35. "One time during an interview, a candidate removed his flip-flops and literally stuck his foot in my face. Another time, I was interviewing a candidate who asked me out on a date three times in five minutes. I had to remind him that he was on an interview — not speed dating." — Heather Araneo, branch manager, Snelling Staffing – The Wyckoff Group

Innovations that Never Quite Got Off the Ground

One thing we can all agree on: entrepreneurship and innovation are the backbones of a thriving society. But in order for success to be achieved, trial and error must always take place. The Huffington Post provides a look at some inventions that never quite took off. See them here.

My favorite is probably the Sun Pod:

Thankfully this 80’s prototype never caught on. In theory it was for those seeking peace and quiet on the beach, but in practice it would basically be a human oven.

Have a Good Laugh at 2009

Let’s be honest. This year, well, t’was a bit of a downer. But humorist Dave Barry has an amusing take on the last year of the aughts (or perhaps the aught-nots). You should read the entire column, but here’s the intro:

It was a year of Hope — at first in the sense of “I feel hopeful!” and later in the sense of “I hope this year ends soon!”

It was also a year of Change, especially in Washington, where the tired old hacks of yesteryear finally yielded the reins of power to a group of fresh, young, idealistic, new-idea outsiders such as Nancy Pelosi. As a result Washington, rejecting “business as usual,” finally stopped trying to solve every problem by throwing billions of taxpayer dollars at it and instead started trying to solve every problem by throwing trillions of taxpayer dollars at it.

Lack of History Education Could Plague Future Generations

The Thomas B. Fordham Institute recently posted a very worthwhile editorial from Barbara Davidson,  president of StandardsWork, Inc.

In the editorial, Davidson takes the collective American educational system to task for what she feels is an alarming disregard for history:

Every week, it seems, another study highlights how little knowledge our young people possess about history, civics and geography. Earlier this year, Common Core found that half of the 17 year olds polled didn’t know whom Senator McCarthy investigated or what the Renaissance was, while the Bradley Foundation told us that most eighth graders couldn’t explain the purpose of the Declaration of Independence. The list goes on. In 2006, National Geographic revealed that nearly two-thirds of 18-24 year olds could not identify Iraq on a map of Asia, and fully 88 percent could not find Afghanistan — apparently refuting Ambrose Bierce’s suggestion that "War is God’s way of teaching Americans geography." 
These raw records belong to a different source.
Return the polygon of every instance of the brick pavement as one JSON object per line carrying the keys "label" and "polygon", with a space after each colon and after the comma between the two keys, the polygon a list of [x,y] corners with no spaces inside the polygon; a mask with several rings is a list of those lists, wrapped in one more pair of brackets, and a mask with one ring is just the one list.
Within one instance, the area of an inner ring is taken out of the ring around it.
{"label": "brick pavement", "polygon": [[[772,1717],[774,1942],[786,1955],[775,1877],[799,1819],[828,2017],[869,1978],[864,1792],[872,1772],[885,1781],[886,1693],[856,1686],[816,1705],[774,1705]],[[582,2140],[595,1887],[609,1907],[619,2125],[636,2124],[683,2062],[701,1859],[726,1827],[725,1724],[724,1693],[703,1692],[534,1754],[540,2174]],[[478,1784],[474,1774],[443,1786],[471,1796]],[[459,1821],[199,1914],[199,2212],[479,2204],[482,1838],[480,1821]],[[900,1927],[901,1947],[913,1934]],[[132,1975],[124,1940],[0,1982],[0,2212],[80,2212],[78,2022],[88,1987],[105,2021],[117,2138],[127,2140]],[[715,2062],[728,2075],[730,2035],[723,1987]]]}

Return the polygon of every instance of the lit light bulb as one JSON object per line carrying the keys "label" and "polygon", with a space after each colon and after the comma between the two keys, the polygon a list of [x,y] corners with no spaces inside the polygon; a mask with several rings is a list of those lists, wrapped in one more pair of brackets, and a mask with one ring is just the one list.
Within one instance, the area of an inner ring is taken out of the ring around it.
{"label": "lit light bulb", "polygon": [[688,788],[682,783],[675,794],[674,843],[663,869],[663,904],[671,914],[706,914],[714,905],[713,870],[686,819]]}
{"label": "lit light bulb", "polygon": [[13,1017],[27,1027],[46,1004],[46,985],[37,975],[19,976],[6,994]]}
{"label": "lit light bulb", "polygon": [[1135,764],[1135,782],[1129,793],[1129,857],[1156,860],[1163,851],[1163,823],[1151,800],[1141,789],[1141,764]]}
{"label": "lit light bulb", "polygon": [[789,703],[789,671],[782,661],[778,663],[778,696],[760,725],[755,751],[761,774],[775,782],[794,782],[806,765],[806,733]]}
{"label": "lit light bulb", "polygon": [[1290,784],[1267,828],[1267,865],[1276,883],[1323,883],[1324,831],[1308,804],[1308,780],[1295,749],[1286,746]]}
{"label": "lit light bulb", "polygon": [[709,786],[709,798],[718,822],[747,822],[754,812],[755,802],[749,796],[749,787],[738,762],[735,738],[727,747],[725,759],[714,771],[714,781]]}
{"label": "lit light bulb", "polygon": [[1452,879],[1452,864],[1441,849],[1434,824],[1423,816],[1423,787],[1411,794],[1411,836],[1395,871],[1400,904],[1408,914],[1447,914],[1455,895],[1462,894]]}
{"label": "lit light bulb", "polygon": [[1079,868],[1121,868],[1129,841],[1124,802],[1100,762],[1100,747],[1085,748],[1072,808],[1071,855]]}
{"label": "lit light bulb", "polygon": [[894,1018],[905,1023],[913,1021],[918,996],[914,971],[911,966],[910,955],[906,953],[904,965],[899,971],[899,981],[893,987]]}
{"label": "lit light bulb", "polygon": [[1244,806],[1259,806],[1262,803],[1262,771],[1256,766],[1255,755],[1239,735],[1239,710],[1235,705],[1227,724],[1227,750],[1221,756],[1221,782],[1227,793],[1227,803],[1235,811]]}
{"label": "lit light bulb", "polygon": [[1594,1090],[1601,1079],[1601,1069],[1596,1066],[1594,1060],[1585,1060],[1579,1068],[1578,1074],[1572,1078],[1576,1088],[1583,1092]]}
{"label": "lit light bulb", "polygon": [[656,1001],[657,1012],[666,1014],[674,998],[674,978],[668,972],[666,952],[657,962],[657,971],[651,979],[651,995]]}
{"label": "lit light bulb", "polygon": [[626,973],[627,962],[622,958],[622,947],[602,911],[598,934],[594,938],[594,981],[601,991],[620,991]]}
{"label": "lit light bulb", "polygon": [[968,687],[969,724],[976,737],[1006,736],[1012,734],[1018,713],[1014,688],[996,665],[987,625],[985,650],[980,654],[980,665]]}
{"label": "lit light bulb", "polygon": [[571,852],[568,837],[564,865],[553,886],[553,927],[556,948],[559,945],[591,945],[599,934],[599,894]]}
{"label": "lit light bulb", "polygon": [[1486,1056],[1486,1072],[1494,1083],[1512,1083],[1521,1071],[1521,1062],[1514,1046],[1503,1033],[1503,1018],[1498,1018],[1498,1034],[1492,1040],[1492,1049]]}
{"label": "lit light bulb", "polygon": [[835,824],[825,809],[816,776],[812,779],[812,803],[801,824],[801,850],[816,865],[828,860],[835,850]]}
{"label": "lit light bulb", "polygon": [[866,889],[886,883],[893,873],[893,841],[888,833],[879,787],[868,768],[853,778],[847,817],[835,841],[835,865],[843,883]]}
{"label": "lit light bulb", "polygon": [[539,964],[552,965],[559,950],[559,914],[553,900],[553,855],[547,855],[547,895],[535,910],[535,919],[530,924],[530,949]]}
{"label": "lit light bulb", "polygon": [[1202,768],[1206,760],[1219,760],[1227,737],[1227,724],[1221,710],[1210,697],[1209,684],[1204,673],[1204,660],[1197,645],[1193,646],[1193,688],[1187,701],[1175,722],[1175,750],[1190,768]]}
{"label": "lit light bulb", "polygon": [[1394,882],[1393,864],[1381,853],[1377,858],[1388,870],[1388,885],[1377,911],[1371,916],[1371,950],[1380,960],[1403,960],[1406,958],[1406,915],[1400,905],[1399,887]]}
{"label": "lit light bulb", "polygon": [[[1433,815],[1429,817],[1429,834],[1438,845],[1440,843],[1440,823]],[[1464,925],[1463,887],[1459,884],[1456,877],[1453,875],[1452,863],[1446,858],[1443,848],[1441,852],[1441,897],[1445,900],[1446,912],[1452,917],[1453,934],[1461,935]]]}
As someone approaching 30, I can honestly say that, despite the fact that I had some incredible teachers at my high school and occasionally in college (both public schools), my knowledge of history was painfully lacking. And I think it was more an indictment of the curriculum, rather than the actual educators. What’s more, after college, I soon realized what I thought I had learned in my political science classes in college had been presented with more than a little bias. Most of what I know of history has been read from books in the last eight years or so, and I’m still wanting for information — if my answers to "Jeopardy" questions are any indication. (Apparently, Noam Chomsky was NOT Cliff Clavin’s best friend on "Cheers.")

Anyway, it’s nice to see David McCullough was also referenced in this editorial:

During Congressional testimony in 2006, historian David McCullough described how human beings have a natural interest in history and find it to be a source of pleasure. He went on to say that "to deny our children that pleasure is to deny them a means of extending and enlarging the experience of being alive."

McCullough’s book, "John Adams," was recently made into a highly-acclaimed miniseries by HBO (which I thoroughly enjoyed).

So kudos to Davidson for her eye-opening piece on the lack of social studies in American schools.

And let us not forget the past, remembering the words of George Santayana: "A country without a memory is a country of madmen."

Brilliant words from the man who once graced us with such efforts as "Oye Como Va" and "Black Magic Woman."